We were still in shock after leaving the cozy, arena-style theatre for the imposing wideness of Tremont Street. We’d just watched Every Brilliant Thing, a one-woman show written in England by Duncan Macmillan and brought to Boston by SpeakEasy Stage Company. The show follows the journey of a Narrator (Adrianne Krstansky), whose mother’s depression and attempted suicides inspire her to create a giant list of every brilliant thing in life.
Of course, “watched” is not the proper term to describe how we interacted with the play. “One-woman show” is also inaccurate — though Krstansky was the only actress on the bill, the spotlight shone on the audience, too. Most of us had lines to read, hand-written on unique scraps of paper. Some members of the audience were called on to improvise, taking on various roles that included the Narrator’s father, teacher, and even husband. Often, Krstansky asked audience members for props or apologized when she bumped into someone as she meandered around the bleachers. She sang aloud, and we laughed, as if she was an old, excitable friend, recounting a good story. In the end, we didn’t “watch” Every Brilliant Thing as much as we experienced it.

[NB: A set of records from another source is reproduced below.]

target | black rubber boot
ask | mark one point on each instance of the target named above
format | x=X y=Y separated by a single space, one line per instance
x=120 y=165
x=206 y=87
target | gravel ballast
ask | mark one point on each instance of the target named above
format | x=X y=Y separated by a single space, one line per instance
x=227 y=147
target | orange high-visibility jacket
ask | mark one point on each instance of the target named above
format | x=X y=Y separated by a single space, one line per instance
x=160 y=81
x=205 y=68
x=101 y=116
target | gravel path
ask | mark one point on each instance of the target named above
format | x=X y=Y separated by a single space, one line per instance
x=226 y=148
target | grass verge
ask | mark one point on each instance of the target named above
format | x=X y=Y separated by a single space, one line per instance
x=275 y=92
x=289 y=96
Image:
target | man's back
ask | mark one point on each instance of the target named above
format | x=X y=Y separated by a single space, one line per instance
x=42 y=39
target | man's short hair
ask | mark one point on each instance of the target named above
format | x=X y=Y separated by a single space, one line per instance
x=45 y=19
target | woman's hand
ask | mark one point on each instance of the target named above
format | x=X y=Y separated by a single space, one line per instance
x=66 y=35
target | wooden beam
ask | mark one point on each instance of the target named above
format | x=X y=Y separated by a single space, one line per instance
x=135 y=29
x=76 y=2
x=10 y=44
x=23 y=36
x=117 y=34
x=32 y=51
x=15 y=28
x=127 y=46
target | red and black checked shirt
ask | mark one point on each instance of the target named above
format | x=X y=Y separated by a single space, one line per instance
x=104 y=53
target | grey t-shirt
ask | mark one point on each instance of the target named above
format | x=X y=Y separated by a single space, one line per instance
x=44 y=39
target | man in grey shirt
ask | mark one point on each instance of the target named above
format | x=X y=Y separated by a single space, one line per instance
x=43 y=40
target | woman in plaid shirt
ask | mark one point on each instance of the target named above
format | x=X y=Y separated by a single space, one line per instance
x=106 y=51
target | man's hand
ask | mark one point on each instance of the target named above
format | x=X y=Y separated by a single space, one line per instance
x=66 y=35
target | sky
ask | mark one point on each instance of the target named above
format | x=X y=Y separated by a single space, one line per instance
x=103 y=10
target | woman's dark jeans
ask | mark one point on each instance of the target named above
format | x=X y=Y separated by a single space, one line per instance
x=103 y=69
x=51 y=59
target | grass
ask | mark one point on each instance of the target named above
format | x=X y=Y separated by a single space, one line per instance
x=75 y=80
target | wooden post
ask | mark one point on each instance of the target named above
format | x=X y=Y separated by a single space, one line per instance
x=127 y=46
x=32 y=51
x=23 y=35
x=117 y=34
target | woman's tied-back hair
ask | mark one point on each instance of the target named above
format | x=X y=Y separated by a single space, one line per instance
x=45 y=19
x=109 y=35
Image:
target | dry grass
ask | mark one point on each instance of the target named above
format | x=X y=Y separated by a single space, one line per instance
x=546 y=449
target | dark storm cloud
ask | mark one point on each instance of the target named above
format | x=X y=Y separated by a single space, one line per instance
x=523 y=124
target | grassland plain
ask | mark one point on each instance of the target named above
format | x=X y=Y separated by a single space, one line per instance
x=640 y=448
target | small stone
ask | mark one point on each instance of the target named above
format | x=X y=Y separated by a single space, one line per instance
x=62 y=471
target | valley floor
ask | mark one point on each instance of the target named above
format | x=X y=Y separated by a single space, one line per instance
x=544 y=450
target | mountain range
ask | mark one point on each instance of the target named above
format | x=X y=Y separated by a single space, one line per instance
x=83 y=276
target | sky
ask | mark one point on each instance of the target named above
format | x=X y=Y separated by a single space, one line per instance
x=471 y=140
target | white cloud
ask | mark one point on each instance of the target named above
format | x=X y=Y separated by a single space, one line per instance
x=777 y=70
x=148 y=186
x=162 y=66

And it’s hard to express the quality of an experience that’s so personal when the whole play is filled with so many wonderful things. The lighting was natural but pleasant. Not a single moment in the the performance felt overdramatic. Before the show began, we were approached by a cheerful woman with a basket who asked us if we wanted to participate in the show. We were to read an item off of the list of brilliant things when its number was called (ours was #23: Spiderman). After the show ended, amicable ushers directed us to a bulletin board, where we could leave our own brilliant thing on a brightly-colored sticky note.
We could go on and on, collecting every detail that made Every Brilliant Thing so enjoyable, but we can’t describe just how meaningful it was or convey the exact loveliness of Macmillan’s script and Krstansky’s delivery.
And maybe that’s the point of all of it, of the Narrator’s own experience with life and her list of brilliant things. At times, she finds herself capable of collecting thousands of things that give her pleasure — at others, she struggles to think of even one. But sometimes, adding to the list isn’t what matters, and the Narrator feels comforted just reading it. She thinks that there is value to life, that there are moments worth powering through the bad times for, and that is not something she is always able to persuade others to believe. But she can hope, and she does. This play excels in making the whole piece look so natural — as if it were truly lifted off of someone’s life and set into a stage.
We have seen many tragedies and comedies, but Every Brilliant Thing is a play that frames a tragedy through a comedic lens by integrating Krstansky’s outstanding acting with Macmillan’s unbridled optimism.